Optimal fitting of gaussian-apodized or under-resolved emission lines in Fourier Transform spectra providing new insights on the velocity structure of NGC 6720

TL;DR

This paper presents a robust method for fitting unresolved emission lines in Fourier Transform spectra, enabling detailed velocity structure analysis of NGC 6720 with improved accuracy and new insights into its shell expansion and bipolar structures.

Contribution

It introduces a new convolution model for Gaussian and sinc line shapes, integrated into the SITELLE data pipeline, to accurately measure small line broadening at low spectral resolution.

Findings

Different expansion velocities for the Main Ring and Central Lobe shells.

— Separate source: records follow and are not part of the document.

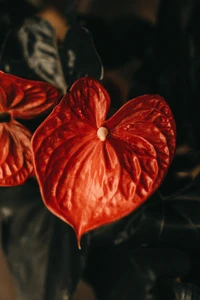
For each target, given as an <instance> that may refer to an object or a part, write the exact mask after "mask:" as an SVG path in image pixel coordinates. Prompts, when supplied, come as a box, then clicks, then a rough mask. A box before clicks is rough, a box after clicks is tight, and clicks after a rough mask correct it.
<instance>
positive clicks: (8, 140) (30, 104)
mask: <svg viewBox="0 0 200 300" xmlns="http://www.w3.org/2000/svg"><path fill="white" fill-rule="evenodd" d="M59 99H60V94H59V92H58V91H57V89H56V88H55V87H53V86H51V85H50V84H47V83H45V82H38V81H32V80H25V79H22V78H19V77H16V76H13V75H9V74H5V73H3V72H0V186H14V185H19V184H22V183H23V182H24V181H25V180H26V179H27V178H28V177H29V176H31V175H33V162H32V149H31V142H30V140H31V133H30V132H29V130H27V129H26V128H25V127H24V126H22V125H21V124H20V123H18V122H17V121H16V120H15V118H19V119H31V118H34V117H37V116H39V115H41V114H42V113H45V112H47V111H48V110H49V109H50V108H52V107H53V106H54V105H55V104H57V102H58V101H59Z"/></svg>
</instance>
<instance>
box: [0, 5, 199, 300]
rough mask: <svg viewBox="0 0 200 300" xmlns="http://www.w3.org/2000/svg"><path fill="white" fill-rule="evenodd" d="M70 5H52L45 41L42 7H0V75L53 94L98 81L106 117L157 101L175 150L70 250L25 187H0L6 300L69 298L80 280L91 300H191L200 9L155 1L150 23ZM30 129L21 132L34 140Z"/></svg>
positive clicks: (0, 212) (198, 152) (130, 15)
mask: <svg viewBox="0 0 200 300" xmlns="http://www.w3.org/2000/svg"><path fill="white" fill-rule="evenodd" d="M75 2H76V1H73V0H70V1H59V2H58V3H57V4H58V5H57V7H56V9H58V11H59V13H60V14H61V15H62V17H63V18H65V19H66V20H67V22H68V24H69V25H70V26H69V27H70V29H69V30H68V33H67V34H66V36H65V38H64V40H63V41H56V37H55V35H54V30H53V27H52V26H51V24H49V23H48V22H46V21H45V20H43V19H41V18H40V17H38V15H37V16H36V14H37V12H38V11H40V10H41V9H44V8H45V5H47V4H49V3H46V2H44V3H42V4H41V5H38V4H37V5H36V3H34V1H30V2H29V1H25V0H21V1H18V7H16V6H14V4H13V1H12V0H9V1H3V0H1V1H0V16H1V18H0V67H1V69H2V70H3V71H5V72H10V73H13V74H15V75H18V76H22V77H26V78H31V79H37V80H45V81H48V82H50V83H52V84H54V85H56V86H57V87H58V88H60V89H61V90H62V91H65V90H67V89H68V88H69V87H70V85H71V84H72V83H73V82H74V81H75V80H76V79H77V78H80V77H82V76H85V75H90V76H92V77H95V78H98V79H99V80H101V82H102V84H103V85H104V86H105V87H106V88H107V89H108V91H109V92H110V94H111V97H112V100H113V102H112V112H114V111H116V110H117V109H118V108H119V107H120V106H121V105H122V104H123V103H124V102H125V101H127V100H128V99H131V98H134V97H136V96H138V95H141V94H145V93H157V94H160V95H162V96H163V97H164V98H165V99H166V100H167V102H168V103H169V105H170V107H171V108H172V111H173V114H174V117H175V120H176V123H177V152H176V155H175V158H174V161H173V163H172V165H171V167H170V170H169V172H168V174H167V176H166V178H165V180H164V182H163V184H162V185H161V187H160V189H159V190H158V191H157V192H156V193H155V194H154V195H153V196H152V197H151V199H149V200H148V201H147V202H146V203H145V204H144V205H143V206H142V207H140V209H138V210H137V211H136V212H134V213H132V214H131V215H129V216H127V217H126V218H123V219H122V220H120V221H119V222H116V223H113V224H110V225H109V226H105V227H102V228H99V229H98V230H95V231H92V232H91V233H89V234H87V235H85V237H84V239H83V241H82V250H81V251H79V250H78V249H77V245H76V239H75V236H74V233H73V231H72V229H71V228H70V227H69V226H68V225H66V224H64V223H63V222H61V221H59V220H58V219H57V218H56V217H54V216H53V215H51V214H50V213H49V212H48V211H47V210H46V208H45V207H44V205H43V202H42V200H41V196H40V193H39V189H38V186H37V183H36V182H35V181H34V180H33V181H32V180H31V181H28V182H27V183H26V184H24V185H23V186H21V187H16V188H1V189H0V224H1V247H2V248H3V250H4V252H5V255H6V257H7V260H8V263H9V266H10V270H11V273H12V274H13V276H14V278H15V286H16V289H17V296H18V299H20V300H27V299H30V300H43V299H45V300H46V299H47V300H51V299H52V300H53V299H73V296H74V293H75V290H76V287H77V285H78V282H79V281H80V280H81V279H82V280H84V281H86V282H87V283H89V284H90V285H91V286H92V287H93V289H94V291H95V293H96V297H97V299H99V300H101V299H102V300H107V299H109V300H132V299H134V300H160V299H161V300H165V299H167V300H168V299H169V300H175V299H176V300H177V299H180V300H197V299H200V277H199V269H200V258H199V250H200V203H199V201H200V174H199V171H200V157H199V150H200V145H199V134H200V126H199V111H198V102H199V86H200V74H199V62H200V23H199V22H200V21H199V20H200V1H199V0H188V1H187V0H183V1H180V0H160V1H158V2H159V3H158V9H157V14H156V17H155V22H152V19H151V18H144V17H141V15H140V14H138V13H137V14H136V13H133V12H134V9H133V12H132V13H127V12H124V11H123V13H122V14H121V15H120V14H118V15H115V14H112V13H111V15H110V17H108V12H106V13H105V16H104V15H102V13H96V14H95V13H94V9H93V8H91V10H90V9H85V10H81V9H79V10H78V9H77V6H76V5H78V4H80V3H75ZM133 2H134V1H133ZM117 3H118V2H116V7H117V5H118V4H119V3H118V4H117ZM50 4H51V5H55V3H54V2H53V1H52V2H51V3H50ZM101 5H102V6H103V5H105V4H103V2H102V4H101ZM88 7H90V6H88ZM97 7H98V5H97ZM105 7H106V5H105ZM107 8H109V3H108V4H107ZM112 9H113V10H114V8H112ZM112 9H110V10H112ZM130 11H131V10H130ZM130 11H129V12H130ZM135 12H136V10H135ZM83 26H84V28H83ZM85 28H86V29H87V30H89V32H88V31H87V30H85ZM92 37H93V39H92ZM38 41H39V43H38ZM97 53H98V54H97ZM36 54H37V55H36ZM73 57H75V58H76V59H75V62H74V63H73V62H72V61H73V59H72V58H73ZM33 62H34V65H33ZM47 62H48V68H47ZM101 62H102V64H101ZM102 65H103V67H104V71H105V73H104V78H103V79H102ZM41 121H42V120H41V119H36V120H35V121H34V122H28V123H27V124H26V126H28V127H29V128H30V129H31V130H32V131H34V129H35V128H36V127H37V126H38V125H39V123H40V122H41Z"/></svg>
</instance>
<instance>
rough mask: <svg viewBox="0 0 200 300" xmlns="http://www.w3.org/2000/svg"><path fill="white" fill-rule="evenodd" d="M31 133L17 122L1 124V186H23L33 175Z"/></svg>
mask: <svg viewBox="0 0 200 300" xmlns="http://www.w3.org/2000/svg"><path fill="white" fill-rule="evenodd" d="M30 139H31V133H30V132H29V130H28V129H26V128H25V127H24V126H22V125H21V124H20V123H18V122H17V121H12V123H11V124H9V126H8V125H7V124H1V123H0V145H3V147H1V148H0V186H16V185H19V184H22V183H23V182H24V181H25V180H26V179H27V178H28V177H29V175H30V174H31V173H32V171H33V163H32V152H31V145H30Z"/></svg>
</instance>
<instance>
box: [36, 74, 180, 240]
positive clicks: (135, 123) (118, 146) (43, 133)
mask: <svg viewBox="0 0 200 300" xmlns="http://www.w3.org/2000/svg"><path fill="white" fill-rule="evenodd" d="M109 105H110V99H109V95H108V94H107V92H106V91H105V89H104V88H103V87H102V86H101V84H100V83H99V82H97V81H96V80H93V79H90V78H82V79H79V80H78V81H76V82H75V84H74V85H73V86H72V88H71V90H70V93H69V94H67V95H66V96H64V98H63V99H62V100H61V102H60V103H59V104H58V105H57V106H56V107H55V108H54V110H53V111H52V113H51V114H50V115H49V116H48V117H47V119H46V120H45V121H44V122H43V123H42V124H41V125H40V126H39V128H38V129H37V130H36V132H35V133H34V136H33V140H32V147H33V152H34V164H35V171H36V176H37V178H38V181H39V184H40V189H41V194H42V197H43V200H44V203H45V204H46V206H47V207H48V208H49V210H50V211H51V212H52V213H54V214H55V215H56V216H58V217H59V218H61V219H62V220H64V221H65V222H67V223H68V224H70V225H71V226H72V227H73V228H74V230H75V232H76V234H77V238H78V242H80V238H81V236H82V235H83V234H84V233H86V232H87V231H89V230H91V229H94V228H96V227H98V226H101V225H104V224H107V223H110V222H112V221H115V220H118V219H120V218H122V217H123V216H125V215H127V214H129V213H131V212H132V211H133V210H135V209H136V208H137V207H138V206H139V205H141V204H142V203H143V202H144V201H145V200H146V199H147V198H148V197H149V196H150V195H151V194H152V193H153V192H154V191H155V190H156V189H157V188H158V186H159V185H160V183H161V181H162V180H163V177H164V175H165V174H166V171H167V168H168V166H169V164H170V162H171V160H172V157H173V154H174V150H175V123H174V119H173V117H172V113H171V111H170V108H169V107H168V105H167V103H166V102H165V101H164V99H163V98H162V97H160V96H158V95H144V96H141V97H138V98H136V99H133V100H131V101H129V102H127V103H126V104H125V105H124V106H123V107H122V108H121V109H120V110H119V111H118V112H117V113H116V114H115V115H114V116H112V117H111V118H110V119H109V120H107V121H106V120H105V118H106V114H107V112H108V108H109Z"/></svg>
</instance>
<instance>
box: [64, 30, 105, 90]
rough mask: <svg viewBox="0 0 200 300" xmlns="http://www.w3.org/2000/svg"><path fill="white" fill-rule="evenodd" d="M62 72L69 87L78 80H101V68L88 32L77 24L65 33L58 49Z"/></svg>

Identification of bipolar structures with velocity differences over 35 km/s.

Detection of a halo shell expanding at more than 15 km/s.

Abstract

An analysis of the kinematics of NGC 6720 is performed on the commissioning data obtained with SITELLE, the Canada-France-Hawaii Telescope's new imaging Fourier transform spectrometer. In order to measure carefully the small broadening effect of a shell expansion on an unresolved emission line, we have determined a computationally robust implementation of the convolution of a Gaussian with a sinc instrumental line shape which avoids arithmetic overflows. This model can be used to measure line broadening of typically a few km/s even at low spectral resolution (R less than 5000). We have also designed the corresponding set of Gaussian apodizing functions that are now used by ORBS, the SITELLE's reduction pipeline. We have implemented this model in ORCS, a fitting engine for SITELLE's data, and used it to derive the [SII] density map of the central part of the nebula. The study of the broadening of the [NII] lines shows that the Main Ring and the Central Lobe are two different shells with different expansion velocities. We have also derived deep and spatially resolved velocity maps of the Halo in [NII] and Halpha and found that the brightest bubbles are originating from two bipolar structures with a velocity difference of more than 35 km/s lying at the poles of a possibly unique Halo shell expanding at a velocity of more than 15 km/s.